Bintang Delapan Group
- Headquarters: Jakarta, Indonesia
- Area served: Asia Pacific
- Key people: Boby Tejakusuma (CEO)
- Services: Mining and smelting
- Subsidiaries: PT. Bintang Delapan Resources (Nickel trading) PT. Bintang Delapan Mineral (Nickel mining) PT. Bintang Delapan Capital (Investing) PT. Meltapratama Perkasa (Chemical trading) PT. Restu Alam Sentosa (Real estate) PT. Semangat Inovasi Kreatif (Media) PT. Dover Chemical (Chemical, packaging and engineering) PT. Sumber Permata Hitam (Coal mining) PT. Expertest (petrochemicals) PT. Garuda Agung Perkasa (Coal trading) PT. Batu Kita Bersama (Commodity trading) PT. Kencana Andalan Mineral (Limestone trading) PT. Jelajah Samudra Bersama (Shipping)

= Bintang Delapan Group =

Indonesian mining company

Bintang Delapan Group is one of the largest mining companies based in Indonesia. It mines minerals and smelts metals in Indonesia, the Solomon Islands and Myanmar, and partly owns the Indonesia Morowali Industrial Park.

== Organization ==
Bintang is one of the largest mining companies in Indonesia. Boby Tejakusuma is the Chief Executive Officer.

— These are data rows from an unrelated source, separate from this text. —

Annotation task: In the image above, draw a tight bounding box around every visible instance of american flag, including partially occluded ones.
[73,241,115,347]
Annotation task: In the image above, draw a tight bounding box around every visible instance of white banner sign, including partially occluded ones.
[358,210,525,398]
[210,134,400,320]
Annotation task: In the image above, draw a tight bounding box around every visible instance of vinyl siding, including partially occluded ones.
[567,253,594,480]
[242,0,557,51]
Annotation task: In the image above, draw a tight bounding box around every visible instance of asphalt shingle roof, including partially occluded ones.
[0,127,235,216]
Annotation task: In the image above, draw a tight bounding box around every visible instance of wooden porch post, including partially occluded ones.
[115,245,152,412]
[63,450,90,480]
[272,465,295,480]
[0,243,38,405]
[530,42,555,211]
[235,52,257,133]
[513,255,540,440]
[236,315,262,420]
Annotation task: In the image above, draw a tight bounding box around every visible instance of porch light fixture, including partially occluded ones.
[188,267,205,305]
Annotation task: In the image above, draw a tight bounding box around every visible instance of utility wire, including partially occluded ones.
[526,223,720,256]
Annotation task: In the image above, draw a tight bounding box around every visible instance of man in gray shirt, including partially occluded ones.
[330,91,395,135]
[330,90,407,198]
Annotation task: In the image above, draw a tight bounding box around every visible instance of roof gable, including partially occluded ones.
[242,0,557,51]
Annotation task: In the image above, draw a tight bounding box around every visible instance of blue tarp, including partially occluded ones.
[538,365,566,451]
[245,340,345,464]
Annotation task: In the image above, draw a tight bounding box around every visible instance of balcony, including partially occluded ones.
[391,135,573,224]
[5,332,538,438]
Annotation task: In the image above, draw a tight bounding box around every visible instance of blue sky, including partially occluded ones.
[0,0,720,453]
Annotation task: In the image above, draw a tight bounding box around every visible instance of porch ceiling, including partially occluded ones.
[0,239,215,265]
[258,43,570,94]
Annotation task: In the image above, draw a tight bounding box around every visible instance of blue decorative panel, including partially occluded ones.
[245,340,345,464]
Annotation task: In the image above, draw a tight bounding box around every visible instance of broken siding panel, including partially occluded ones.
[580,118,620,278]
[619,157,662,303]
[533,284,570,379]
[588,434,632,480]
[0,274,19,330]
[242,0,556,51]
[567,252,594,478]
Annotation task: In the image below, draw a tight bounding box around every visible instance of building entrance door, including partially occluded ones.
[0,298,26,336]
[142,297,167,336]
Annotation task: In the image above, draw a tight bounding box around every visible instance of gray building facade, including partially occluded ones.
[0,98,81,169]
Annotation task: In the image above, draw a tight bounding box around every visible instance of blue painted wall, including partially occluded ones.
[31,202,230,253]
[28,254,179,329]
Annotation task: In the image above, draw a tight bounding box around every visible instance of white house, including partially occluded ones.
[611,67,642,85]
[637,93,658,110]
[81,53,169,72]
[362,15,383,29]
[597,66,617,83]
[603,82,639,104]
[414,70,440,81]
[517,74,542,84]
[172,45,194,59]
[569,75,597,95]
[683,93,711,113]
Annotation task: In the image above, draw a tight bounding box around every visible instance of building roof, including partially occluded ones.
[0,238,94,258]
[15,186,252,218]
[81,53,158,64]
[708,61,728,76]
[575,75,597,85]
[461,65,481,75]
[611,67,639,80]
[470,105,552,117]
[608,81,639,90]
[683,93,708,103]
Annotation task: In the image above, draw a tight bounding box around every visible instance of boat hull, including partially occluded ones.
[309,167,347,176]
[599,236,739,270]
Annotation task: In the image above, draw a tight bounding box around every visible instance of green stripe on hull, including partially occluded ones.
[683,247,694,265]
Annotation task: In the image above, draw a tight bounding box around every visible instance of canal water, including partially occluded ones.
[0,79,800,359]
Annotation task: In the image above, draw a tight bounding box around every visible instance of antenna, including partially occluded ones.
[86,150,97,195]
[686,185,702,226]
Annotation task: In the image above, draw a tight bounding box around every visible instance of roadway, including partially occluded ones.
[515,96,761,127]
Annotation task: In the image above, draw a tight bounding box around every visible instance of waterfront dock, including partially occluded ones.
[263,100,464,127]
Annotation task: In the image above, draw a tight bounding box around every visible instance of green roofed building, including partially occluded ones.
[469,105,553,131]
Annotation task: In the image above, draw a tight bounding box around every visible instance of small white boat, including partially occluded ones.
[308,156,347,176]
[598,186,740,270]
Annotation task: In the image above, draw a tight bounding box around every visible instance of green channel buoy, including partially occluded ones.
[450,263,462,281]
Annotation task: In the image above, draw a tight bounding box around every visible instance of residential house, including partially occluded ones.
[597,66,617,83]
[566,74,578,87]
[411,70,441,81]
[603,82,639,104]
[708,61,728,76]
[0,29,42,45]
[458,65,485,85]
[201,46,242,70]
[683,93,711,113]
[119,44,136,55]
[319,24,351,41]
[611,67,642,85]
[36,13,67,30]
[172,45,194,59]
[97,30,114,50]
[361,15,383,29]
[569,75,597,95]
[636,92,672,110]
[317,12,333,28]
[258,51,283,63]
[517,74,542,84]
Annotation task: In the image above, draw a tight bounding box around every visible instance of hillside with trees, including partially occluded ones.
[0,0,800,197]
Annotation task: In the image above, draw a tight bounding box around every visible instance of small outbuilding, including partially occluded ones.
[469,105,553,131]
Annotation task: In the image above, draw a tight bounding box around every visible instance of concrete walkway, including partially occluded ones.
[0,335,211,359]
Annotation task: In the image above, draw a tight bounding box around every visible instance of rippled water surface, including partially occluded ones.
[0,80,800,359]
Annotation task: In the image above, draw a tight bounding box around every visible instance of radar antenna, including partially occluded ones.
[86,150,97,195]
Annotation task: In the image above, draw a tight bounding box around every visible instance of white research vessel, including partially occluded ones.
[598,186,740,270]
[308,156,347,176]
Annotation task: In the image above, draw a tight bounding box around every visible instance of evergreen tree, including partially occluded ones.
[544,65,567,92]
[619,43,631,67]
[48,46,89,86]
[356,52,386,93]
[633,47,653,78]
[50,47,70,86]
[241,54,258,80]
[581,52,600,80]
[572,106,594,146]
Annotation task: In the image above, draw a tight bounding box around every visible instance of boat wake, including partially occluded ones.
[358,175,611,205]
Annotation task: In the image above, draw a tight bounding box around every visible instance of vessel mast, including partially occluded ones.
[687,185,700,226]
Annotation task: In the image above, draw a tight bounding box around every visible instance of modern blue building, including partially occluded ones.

The company has close connections to the Indonesian National Armed Forces.

== History ==
Bintang invested US$1 billion in a partnership with Tsingshan Holding Group to build Indonesia Morowali Industrial Park (IMIP) nickel processing facility in Central Sulawesi which opened in 2015. IMIP employs 30,000 people and operates 20 smelters. As of 2022, Bintang was a 33.75% shareholder in IMIP.

Also in 2015, the Morowali Regency administration accused the company of operating its Bahodopi mining operations without the necessary Environmental Impact Analysis permit.

== Assets ==
Bintang Mining Company owns a bauxite mine in Rennell Island, Solomon Islands.

Bintang Delapan Group operates a Nickel smelting facilities in Indonesia.